The executable code can be stored in a read only memory 403, on the storage device 406 or on a digital removable medium such as for example a disk. According to a variant, the executable code of the programs can be received by means of a communication network, via the network interface 404, in order to be stored in one of the storage means of the communication device 400, such as the storage device 406, before being executed.

The central processing unit 401 is adapted to control and direct the execution of the instructions or of the software code portions of the program or programs according to one of the embodiments of the invention, instructions that are stored in one of the aforementioned storage means. After a powering up, the CPU 401 is capable of executing instructions from the main RAM memory 402, relating to a software application. Such software, when it is executed by the processor 401, causes the implementation of the methods described.

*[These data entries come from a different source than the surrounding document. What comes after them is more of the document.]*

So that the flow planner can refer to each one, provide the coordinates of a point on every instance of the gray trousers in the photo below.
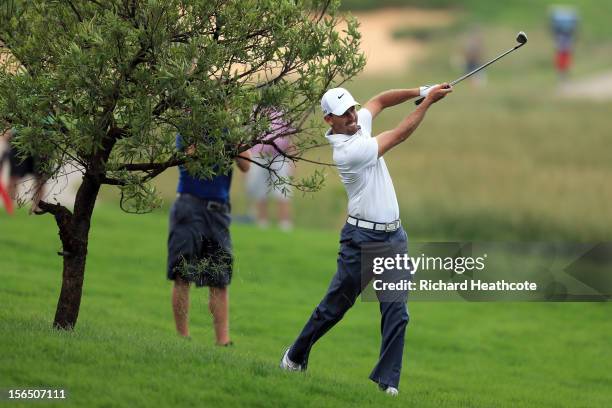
(345, 286)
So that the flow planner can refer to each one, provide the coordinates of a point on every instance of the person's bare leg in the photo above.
(180, 306)
(12, 187)
(262, 213)
(218, 304)
(39, 191)
(284, 214)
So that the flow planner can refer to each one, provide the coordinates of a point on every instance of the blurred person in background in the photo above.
(473, 50)
(22, 165)
(563, 22)
(265, 180)
(200, 246)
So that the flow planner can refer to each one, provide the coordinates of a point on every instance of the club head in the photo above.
(521, 37)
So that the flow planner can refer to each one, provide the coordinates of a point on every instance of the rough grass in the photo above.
(124, 351)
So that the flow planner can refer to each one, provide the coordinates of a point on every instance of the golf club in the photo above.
(521, 38)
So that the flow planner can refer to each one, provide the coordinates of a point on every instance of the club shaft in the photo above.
(469, 74)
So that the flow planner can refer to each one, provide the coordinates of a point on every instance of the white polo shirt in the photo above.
(370, 191)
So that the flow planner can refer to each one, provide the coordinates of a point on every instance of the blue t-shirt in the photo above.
(216, 188)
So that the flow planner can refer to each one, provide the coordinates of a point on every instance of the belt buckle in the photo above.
(213, 206)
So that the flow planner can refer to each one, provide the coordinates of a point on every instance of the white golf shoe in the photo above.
(392, 391)
(289, 365)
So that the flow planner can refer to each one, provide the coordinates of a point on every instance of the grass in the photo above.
(124, 351)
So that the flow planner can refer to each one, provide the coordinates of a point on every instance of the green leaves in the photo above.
(128, 76)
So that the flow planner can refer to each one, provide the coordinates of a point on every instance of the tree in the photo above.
(106, 85)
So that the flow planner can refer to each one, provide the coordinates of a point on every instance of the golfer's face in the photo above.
(345, 123)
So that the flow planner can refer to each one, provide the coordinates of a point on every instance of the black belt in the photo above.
(211, 205)
(376, 226)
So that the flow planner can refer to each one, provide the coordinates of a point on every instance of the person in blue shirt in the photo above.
(200, 246)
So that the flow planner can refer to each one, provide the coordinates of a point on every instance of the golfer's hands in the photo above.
(438, 92)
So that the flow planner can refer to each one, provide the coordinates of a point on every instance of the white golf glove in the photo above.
(424, 90)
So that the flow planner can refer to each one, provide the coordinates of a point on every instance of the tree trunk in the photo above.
(74, 233)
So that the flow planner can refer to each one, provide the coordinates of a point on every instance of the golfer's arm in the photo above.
(389, 98)
(391, 138)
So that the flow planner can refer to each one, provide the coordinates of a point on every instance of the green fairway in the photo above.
(124, 351)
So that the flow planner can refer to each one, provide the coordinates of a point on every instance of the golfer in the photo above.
(373, 217)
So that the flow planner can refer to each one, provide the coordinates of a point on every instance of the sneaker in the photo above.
(289, 365)
(392, 391)
(387, 389)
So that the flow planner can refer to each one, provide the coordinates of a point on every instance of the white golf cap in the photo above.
(336, 101)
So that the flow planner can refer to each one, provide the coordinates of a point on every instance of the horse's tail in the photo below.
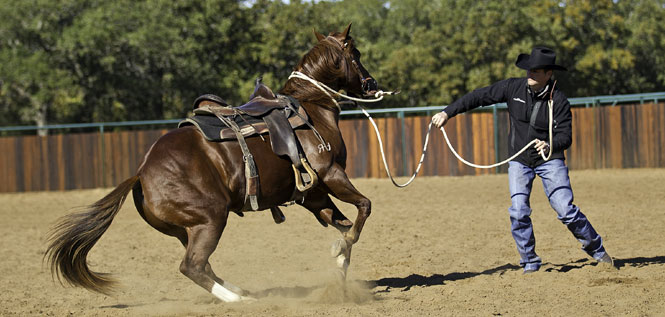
(74, 235)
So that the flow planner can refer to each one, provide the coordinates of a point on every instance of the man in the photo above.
(529, 119)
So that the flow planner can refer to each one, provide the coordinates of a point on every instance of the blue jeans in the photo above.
(556, 184)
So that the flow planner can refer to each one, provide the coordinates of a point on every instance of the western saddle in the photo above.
(265, 113)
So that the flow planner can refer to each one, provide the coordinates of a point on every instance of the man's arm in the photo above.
(480, 97)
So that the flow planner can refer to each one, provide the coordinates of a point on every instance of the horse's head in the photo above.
(335, 62)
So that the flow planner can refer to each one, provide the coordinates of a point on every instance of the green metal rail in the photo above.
(400, 113)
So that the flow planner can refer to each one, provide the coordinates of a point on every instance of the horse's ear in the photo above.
(345, 34)
(319, 36)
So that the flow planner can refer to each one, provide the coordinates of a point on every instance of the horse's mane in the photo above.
(325, 62)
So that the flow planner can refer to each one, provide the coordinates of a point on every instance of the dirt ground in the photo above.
(441, 246)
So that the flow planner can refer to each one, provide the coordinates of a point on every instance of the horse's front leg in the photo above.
(340, 186)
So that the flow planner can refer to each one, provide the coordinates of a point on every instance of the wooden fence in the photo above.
(624, 136)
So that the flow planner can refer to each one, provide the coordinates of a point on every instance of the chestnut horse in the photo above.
(186, 186)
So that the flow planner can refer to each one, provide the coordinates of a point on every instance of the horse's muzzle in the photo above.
(370, 86)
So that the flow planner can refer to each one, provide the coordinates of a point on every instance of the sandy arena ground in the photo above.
(441, 246)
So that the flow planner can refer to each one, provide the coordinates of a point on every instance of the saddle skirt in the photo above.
(250, 120)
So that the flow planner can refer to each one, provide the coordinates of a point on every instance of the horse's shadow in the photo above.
(404, 284)
(387, 284)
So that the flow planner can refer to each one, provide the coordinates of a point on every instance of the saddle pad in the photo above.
(213, 129)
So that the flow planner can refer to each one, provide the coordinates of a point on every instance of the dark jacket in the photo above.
(520, 100)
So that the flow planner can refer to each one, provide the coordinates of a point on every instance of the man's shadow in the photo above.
(404, 284)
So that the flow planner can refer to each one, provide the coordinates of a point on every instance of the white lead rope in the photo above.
(546, 158)
(379, 96)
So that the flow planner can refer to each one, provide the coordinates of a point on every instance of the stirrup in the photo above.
(300, 184)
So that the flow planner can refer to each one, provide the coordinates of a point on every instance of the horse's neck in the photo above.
(327, 116)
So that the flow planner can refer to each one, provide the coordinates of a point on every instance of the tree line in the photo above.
(71, 61)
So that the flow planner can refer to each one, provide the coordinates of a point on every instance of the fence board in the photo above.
(603, 137)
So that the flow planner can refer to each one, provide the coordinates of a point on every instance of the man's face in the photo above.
(537, 78)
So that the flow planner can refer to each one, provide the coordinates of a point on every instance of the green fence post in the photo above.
(103, 158)
(496, 137)
(400, 115)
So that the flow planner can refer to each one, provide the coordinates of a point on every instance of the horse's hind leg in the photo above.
(202, 242)
(339, 185)
(325, 211)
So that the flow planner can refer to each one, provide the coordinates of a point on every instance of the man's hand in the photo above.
(542, 146)
(440, 119)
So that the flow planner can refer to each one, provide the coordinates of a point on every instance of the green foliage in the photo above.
(64, 61)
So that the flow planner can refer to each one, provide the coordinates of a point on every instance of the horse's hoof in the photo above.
(248, 299)
(345, 223)
(338, 247)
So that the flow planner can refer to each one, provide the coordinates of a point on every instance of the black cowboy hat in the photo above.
(541, 57)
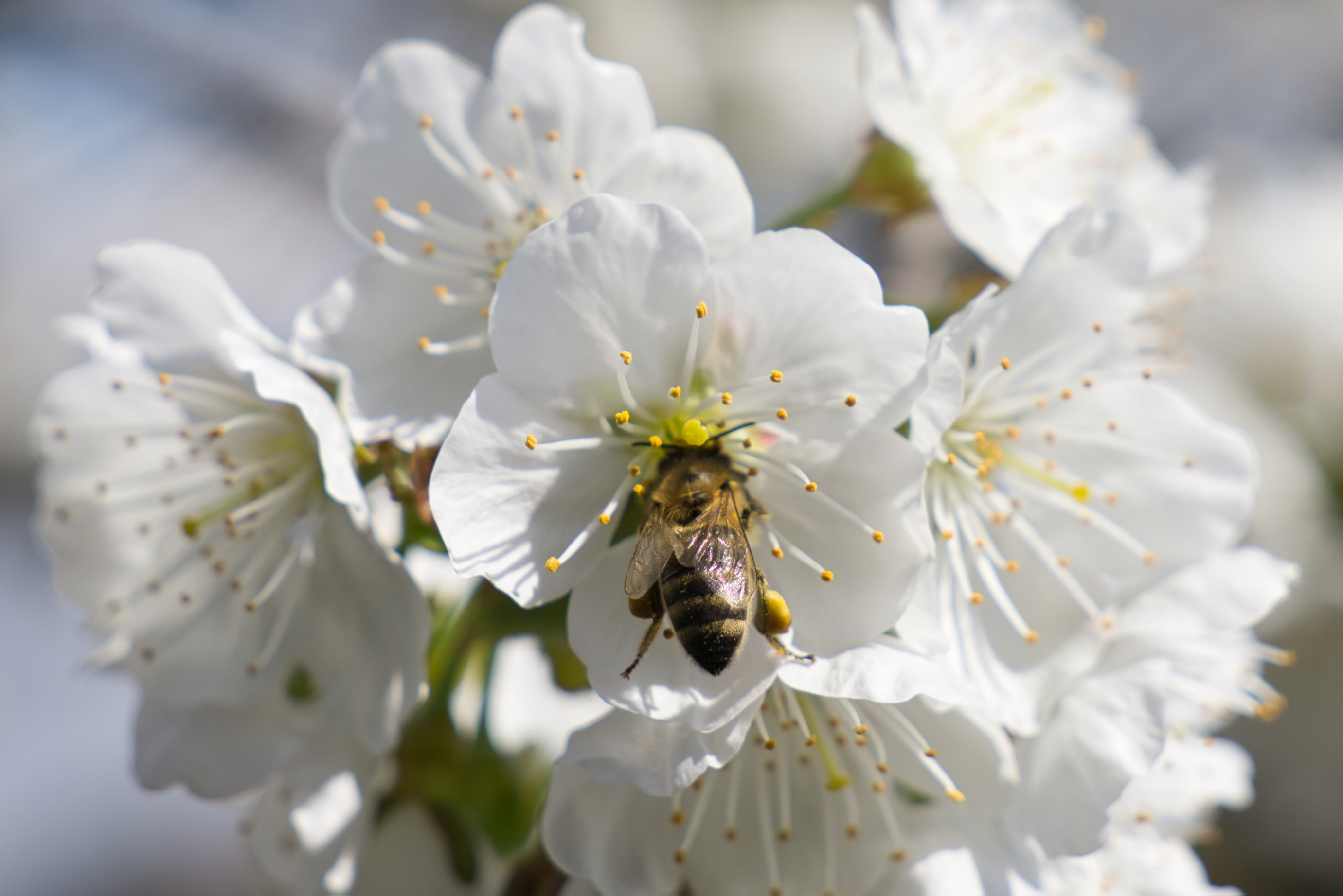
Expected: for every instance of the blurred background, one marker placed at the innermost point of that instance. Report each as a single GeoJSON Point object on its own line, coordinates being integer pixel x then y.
{"type": "Point", "coordinates": [206, 123]}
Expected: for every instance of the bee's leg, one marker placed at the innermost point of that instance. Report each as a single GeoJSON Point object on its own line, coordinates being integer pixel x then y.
{"type": "Point", "coordinates": [774, 620]}
{"type": "Point", "coordinates": [646, 608]}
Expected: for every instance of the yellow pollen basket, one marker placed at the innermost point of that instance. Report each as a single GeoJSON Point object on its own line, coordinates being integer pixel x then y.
{"type": "Point", "coordinates": [695, 434]}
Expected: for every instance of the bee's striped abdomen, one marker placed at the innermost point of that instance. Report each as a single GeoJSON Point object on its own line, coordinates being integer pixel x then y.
{"type": "Point", "coordinates": [710, 628]}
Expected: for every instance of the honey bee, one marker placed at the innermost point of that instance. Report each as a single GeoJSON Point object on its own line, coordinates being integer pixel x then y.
{"type": "Point", "coordinates": [694, 562]}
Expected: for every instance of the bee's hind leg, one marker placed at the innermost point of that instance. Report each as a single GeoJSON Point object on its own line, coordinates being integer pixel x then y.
{"type": "Point", "coordinates": [775, 619]}
{"type": "Point", "coordinates": [646, 608]}
{"type": "Point", "coordinates": [644, 646]}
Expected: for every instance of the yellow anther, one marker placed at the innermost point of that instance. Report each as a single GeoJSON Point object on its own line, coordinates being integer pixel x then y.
{"type": "Point", "coordinates": [695, 432]}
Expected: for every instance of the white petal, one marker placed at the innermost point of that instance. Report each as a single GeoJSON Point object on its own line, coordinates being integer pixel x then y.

In this embodiment, the apparatus is a programmable apparatus that uses software for implementing the invention. However, secondarily, the present invention may be implemented in the hardware (for example in the form of a specific integrated circuit or ASIC).

Naturally, to satisfy specific requirements, a person competent in the field of the invention will be able to apply modifications to the above description.

Although the present invention has been described above with reference to specific embodiments, the present invention is not limited to these specific embodiments, and the modifications that lie within the field of application of the present invention will be obvious for a person skilled in the art.